Верещагин творит ножом тело змеи. У него нет никакого желания возражать. Но делать нечего: раз пустил человека в дом, приходится с ним спорить – по отношению к Агонову долг гостеприимства выглядит именно так.
«Нынешнюю форму брака человечество совершенствовало веками, – говорит Верещагин унылым голосом. – Думаете, оно так охотно откажется?»
Агонов воскресает. На устах – улыбка, в глазах – огонь. «Совершенствовало? – кричит он. – Ха-ха! Оно стоймя стояло, ваше человечество! В области техники – да! В области науки – тоже да! Да! Да! Да! Где движение поощряется, там оно совершается! Изобрел человек машину – честь ему, хвала, ура, медали, премии! Машины ездят по нашим дорогам, воняют своим газом. Но – человек изобрел новый механизм общества? Затолкают, засмеют, заколотят! В струганный гроб!
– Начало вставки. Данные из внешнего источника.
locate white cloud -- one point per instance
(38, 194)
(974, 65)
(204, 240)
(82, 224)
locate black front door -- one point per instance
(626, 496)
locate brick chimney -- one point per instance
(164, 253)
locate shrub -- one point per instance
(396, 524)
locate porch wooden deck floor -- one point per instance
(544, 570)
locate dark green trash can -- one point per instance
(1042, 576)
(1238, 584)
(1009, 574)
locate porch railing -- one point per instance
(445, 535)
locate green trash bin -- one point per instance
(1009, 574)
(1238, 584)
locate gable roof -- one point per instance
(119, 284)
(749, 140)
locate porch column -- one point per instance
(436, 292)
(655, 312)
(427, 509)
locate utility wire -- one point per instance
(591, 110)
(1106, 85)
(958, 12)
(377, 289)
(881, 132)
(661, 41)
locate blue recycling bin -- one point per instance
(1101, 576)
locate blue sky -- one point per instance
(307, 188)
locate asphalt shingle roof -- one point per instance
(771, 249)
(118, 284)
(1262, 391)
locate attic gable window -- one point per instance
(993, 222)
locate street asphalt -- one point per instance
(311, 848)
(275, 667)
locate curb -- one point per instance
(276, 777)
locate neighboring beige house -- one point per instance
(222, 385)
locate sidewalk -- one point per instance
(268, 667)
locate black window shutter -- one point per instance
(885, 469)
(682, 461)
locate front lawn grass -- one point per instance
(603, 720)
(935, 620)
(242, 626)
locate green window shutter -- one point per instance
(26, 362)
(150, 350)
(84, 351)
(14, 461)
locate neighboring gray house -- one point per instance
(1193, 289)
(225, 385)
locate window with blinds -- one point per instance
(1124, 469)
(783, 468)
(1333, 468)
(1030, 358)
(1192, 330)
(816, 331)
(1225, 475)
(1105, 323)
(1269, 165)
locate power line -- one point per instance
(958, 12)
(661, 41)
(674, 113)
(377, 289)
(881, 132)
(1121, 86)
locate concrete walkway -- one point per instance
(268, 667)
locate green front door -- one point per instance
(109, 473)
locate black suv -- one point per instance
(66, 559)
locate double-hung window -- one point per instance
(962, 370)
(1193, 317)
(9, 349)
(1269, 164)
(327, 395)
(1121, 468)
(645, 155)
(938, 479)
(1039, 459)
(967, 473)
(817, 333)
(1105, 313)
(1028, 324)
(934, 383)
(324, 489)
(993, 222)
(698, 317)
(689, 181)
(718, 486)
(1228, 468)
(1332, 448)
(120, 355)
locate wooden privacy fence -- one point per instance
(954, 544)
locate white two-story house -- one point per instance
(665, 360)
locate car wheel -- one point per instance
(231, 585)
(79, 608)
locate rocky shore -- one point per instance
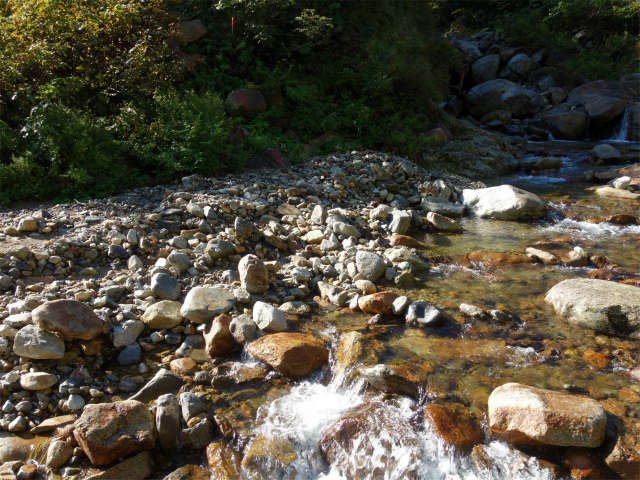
(123, 319)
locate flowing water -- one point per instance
(469, 358)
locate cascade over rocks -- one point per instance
(504, 203)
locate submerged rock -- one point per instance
(70, 318)
(523, 415)
(294, 355)
(600, 305)
(108, 431)
(384, 443)
(454, 424)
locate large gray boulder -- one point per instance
(523, 415)
(203, 303)
(486, 68)
(607, 307)
(501, 94)
(370, 264)
(504, 203)
(563, 124)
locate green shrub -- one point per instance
(61, 151)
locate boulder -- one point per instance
(254, 275)
(268, 318)
(37, 380)
(504, 203)
(167, 421)
(163, 382)
(165, 287)
(400, 254)
(623, 453)
(163, 314)
(441, 207)
(603, 110)
(268, 159)
(269, 457)
(606, 152)
(523, 415)
(564, 125)
(33, 342)
(354, 350)
(218, 338)
(245, 102)
(443, 223)
(377, 303)
(224, 461)
(332, 293)
(501, 94)
(293, 355)
(485, 68)
(454, 424)
(108, 431)
(424, 314)
(632, 171)
(138, 467)
(600, 305)
(409, 379)
(400, 222)
(522, 65)
(203, 303)
(371, 265)
(70, 318)
(474, 152)
(601, 89)
(218, 248)
(374, 433)
(188, 31)
(617, 193)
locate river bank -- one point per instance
(186, 279)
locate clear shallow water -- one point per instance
(471, 358)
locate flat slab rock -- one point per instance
(608, 307)
(504, 203)
(523, 415)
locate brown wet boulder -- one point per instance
(268, 457)
(454, 424)
(108, 431)
(371, 430)
(377, 303)
(294, 355)
(224, 461)
(523, 415)
(403, 241)
(218, 338)
(623, 454)
(494, 258)
(409, 379)
(70, 318)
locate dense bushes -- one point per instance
(95, 96)
(98, 98)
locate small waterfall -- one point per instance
(620, 135)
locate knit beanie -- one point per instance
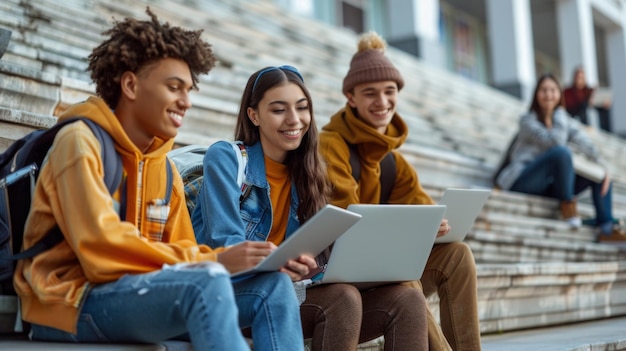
(370, 64)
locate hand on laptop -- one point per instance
(245, 255)
(444, 228)
(297, 269)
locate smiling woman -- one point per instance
(541, 160)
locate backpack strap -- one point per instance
(387, 171)
(242, 158)
(112, 178)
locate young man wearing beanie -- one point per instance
(370, 123)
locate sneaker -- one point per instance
(574, 222)
(615, 235)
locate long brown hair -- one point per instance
(306, 166)
(534, 106)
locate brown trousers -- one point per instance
(339, 317)
(451, 273)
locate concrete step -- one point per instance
(596, 335)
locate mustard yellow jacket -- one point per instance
(98, 246)
(344, 127)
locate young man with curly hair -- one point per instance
(142, 278)
(370, 123)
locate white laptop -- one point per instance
(464, 205)
(311, 238)
(391, 243)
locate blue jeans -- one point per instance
(193, 303)
(552, 175)
(269, 305)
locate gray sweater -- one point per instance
(535, 139)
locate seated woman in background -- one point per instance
(540, 160)
(286, 184)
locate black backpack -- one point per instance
(19, 169)
(387, 172)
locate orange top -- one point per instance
(280, 194)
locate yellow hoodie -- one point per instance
(98, 246)
(344, 127)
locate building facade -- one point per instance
(502, 43)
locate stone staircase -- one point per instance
(533, 272)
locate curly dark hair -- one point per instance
(132, 44)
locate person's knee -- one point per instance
(411, 298)
(561, 154)
(338, 297)
(346, 295)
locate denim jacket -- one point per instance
(220, 218)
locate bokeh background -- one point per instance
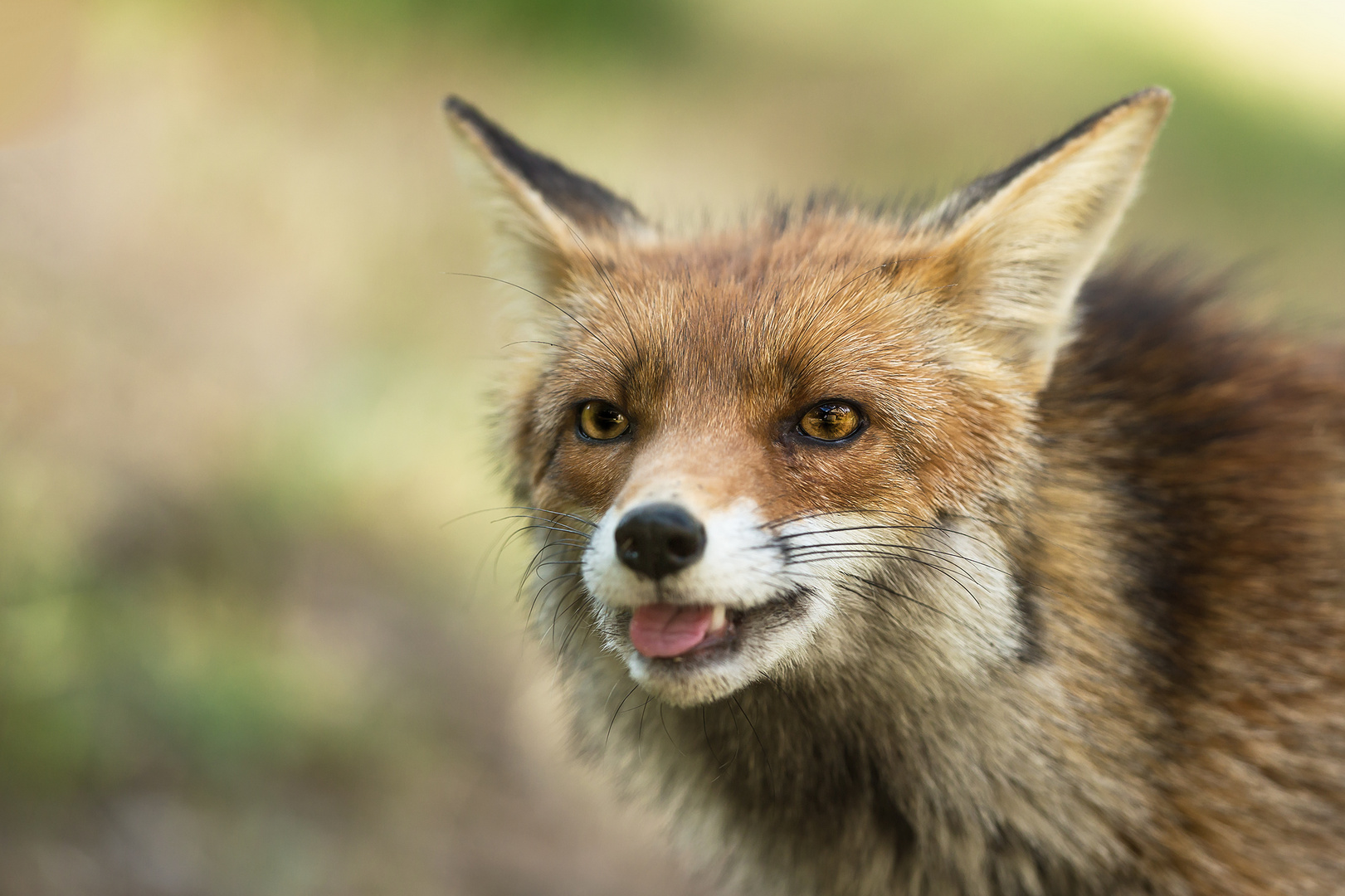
(249, 642)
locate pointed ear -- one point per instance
(1022, 241)
(554, 210)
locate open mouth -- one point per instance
(678, 632)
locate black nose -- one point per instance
(658, 540)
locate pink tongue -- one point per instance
(666, 630)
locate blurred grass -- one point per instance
(241, 397)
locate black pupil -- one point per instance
(833, 417)
(607, 420)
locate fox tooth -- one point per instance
(717, 618)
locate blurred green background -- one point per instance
(248, 640)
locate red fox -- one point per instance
(905, 553)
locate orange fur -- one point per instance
(1065, 616)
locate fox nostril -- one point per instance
(658, 540)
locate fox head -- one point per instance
(766, 452)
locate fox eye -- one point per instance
(602, 421)
(830, 421)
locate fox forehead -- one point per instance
(770, 318)
(716, 348)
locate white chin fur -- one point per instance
(965, 618)
(741, 569)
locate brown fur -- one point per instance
(1100, 646)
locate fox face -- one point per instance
(771, 452)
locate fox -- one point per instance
(918, 551)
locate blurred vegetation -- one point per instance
(244, 649)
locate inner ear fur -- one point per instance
(556, 212)
(1022, 241)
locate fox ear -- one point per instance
(1022, 241)
(553, 209)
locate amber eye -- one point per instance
(830, 421)
(602, 421)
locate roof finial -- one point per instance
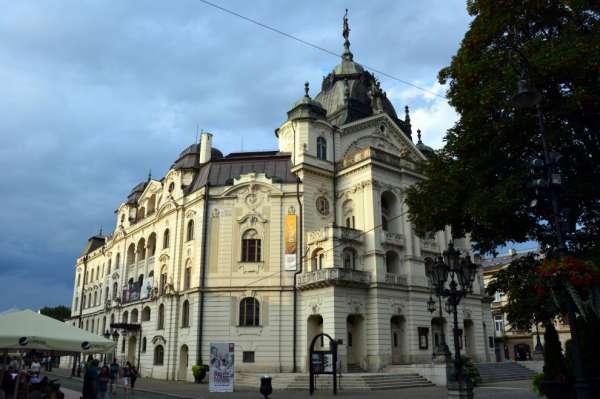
(346, 33)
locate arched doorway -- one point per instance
(469, 337)
(398, 339)
(437, 328)
(183, 363)
(356, 342)
(131, 349)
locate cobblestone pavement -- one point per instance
(158, 389)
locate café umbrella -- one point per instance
(26, 329)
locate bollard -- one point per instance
(265, 386)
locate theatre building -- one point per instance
(268, 249)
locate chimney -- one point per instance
(205, 147)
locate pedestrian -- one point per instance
(114, 374)
(126, 377)
(134, 376)
(90, 379)
(103, 380)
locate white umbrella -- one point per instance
(26, 329)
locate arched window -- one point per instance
(185, 314)
(161, 317)
(187, 277)
(163, 280)
(159, 354)
(146, 314)
(131, 254)
(350, 258)
(166, 239)
(251, 246)
(134, 314)
(317, 260)
(321, 148)
(391, 263)
(249, 312)
(190, 232)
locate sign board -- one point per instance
(221, 369)
(290, 237)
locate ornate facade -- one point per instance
(201, 255)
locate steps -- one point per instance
(504, 371)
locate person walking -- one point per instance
(134, 375)
(114, 374)
(89, 381)
(126, 377)
(102, 384)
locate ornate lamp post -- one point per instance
(461, 272)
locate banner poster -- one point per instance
(147, 287)
(289, 236)
(221, 371)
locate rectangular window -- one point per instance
(248, 357)
(423, 337)
(251, 250)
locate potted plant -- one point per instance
(199, 371)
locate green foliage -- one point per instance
(536, 384)
(519, 281)
(554, 362)
(60, 312)
(478, 182)
(470, 371)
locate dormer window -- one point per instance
(321, 148)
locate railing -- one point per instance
(333, 276)
(395, 279)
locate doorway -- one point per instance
(183, 363)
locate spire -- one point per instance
(347, 55)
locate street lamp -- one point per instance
(461, 272)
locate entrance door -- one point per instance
(183, 363)
(397, 339)
(131, 349)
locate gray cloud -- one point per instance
(95, 93)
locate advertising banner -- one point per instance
(147, 287)
(221, 370)
(289, 235)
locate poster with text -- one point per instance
(221, 368)
(289, 235)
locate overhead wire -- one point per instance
(315, 46)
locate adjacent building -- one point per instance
(269, 249)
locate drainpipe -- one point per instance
(202, 277)
(298, 271)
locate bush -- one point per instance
(470, 371)
(536, 384)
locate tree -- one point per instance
(60, 312)
(478, 183)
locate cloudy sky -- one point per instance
(93, 94)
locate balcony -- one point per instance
(333, 277)
(387, 237)
(395, 279)
(339, 233)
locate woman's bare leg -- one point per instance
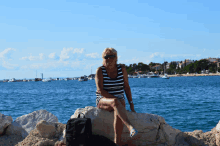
(118, 126)
(120, 116)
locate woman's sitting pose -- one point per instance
(111, 82)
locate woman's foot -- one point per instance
(133, 132)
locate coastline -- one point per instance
(194, 75)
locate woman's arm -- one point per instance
(127, 88)
(99, 84)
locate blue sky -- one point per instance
(66, 38)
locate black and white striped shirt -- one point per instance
(112, 86)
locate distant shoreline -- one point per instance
(194, 75)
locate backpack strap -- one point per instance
(81, 114)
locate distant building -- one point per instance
(185, 62)
(167, 65)
(213, 59)
(218, 64)
(42, 76)
(156, 67)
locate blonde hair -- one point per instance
(111, 50)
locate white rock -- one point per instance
(24, 124)
(152, 129)
(218, 127)
(4, 122)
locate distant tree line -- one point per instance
(195, 67)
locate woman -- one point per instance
(111, 82)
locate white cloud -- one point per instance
(78, 50)
(52, 55)
(41, 55)
(6, 53)
(33, 58)
(157, 54)
(93, 55)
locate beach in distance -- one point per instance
(186, 104)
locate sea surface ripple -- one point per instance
(186, 103)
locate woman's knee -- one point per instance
(115, 102)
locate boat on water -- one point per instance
(67, 79)
(91, 78)
(165, 77)
(83, 78)
(152, 75)
(46, 80)
(12, 80)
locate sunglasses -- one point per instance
(109, 56)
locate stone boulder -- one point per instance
(24, 124)
(45, 134)
(152, 129)
(217, 134)
(4, 122)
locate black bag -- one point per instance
(78, 131)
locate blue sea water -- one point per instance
(186, 103)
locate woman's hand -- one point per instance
(132, 107)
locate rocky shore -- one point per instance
(41, 128)
(194, 75)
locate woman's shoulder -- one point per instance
(121, 65)
(99, 69)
Никому, оказывается, не нужно. То есть как это не нужно? Сколько лет семье? В том виде, в каком она сейчас существует? Пять тысяч! Может, шесть! Это же чудовищно! Что еще продержалось шесть тысяч лет? Вы поедете по улице на слоне или в колеснице? Ага, нет! Но вы пойдете в загс…»- «Это еще неизвестно, – сказал Верещагин. – Может, пойду, может, и нет». – «Пойдете, пойдете, конечно, пойдете, – завопил Агонов очень уверенно, – как ходили в него древние аккадцы, и произнесете там слова, которые Библии древнее, и никто вас не остановит, не засмеет, а если вы разобьете посреди улицы шатер или взберетесь на слона, вас схватит за руку милиционер и скажет: «Не хулиганьте»; в загсе же вас никто не остановит, хотя, если быть последовательным, в загс надо ехать на слоне и из шатра. Да! На слоне и из шатра!»
«На слоне и из шатра!» – кричит Агонов, но уже не Верещагину, а в телефонную трубку, так как зазвонил телефон. Агонов к нему ближе, он ведет себя по-хамски – срывает с чужого аппарата трубку, кричит: «На слоне и из шатра! Але, кто звонит?» – будто это его телефон, его квартира, в его кресле сидит его Верещагин с его мундштуком – он везде у себя дома: у Верещагина, на улице, на планете, во вселенной, это ему звонят все телефоны и галактики для него закручивают свои спирали.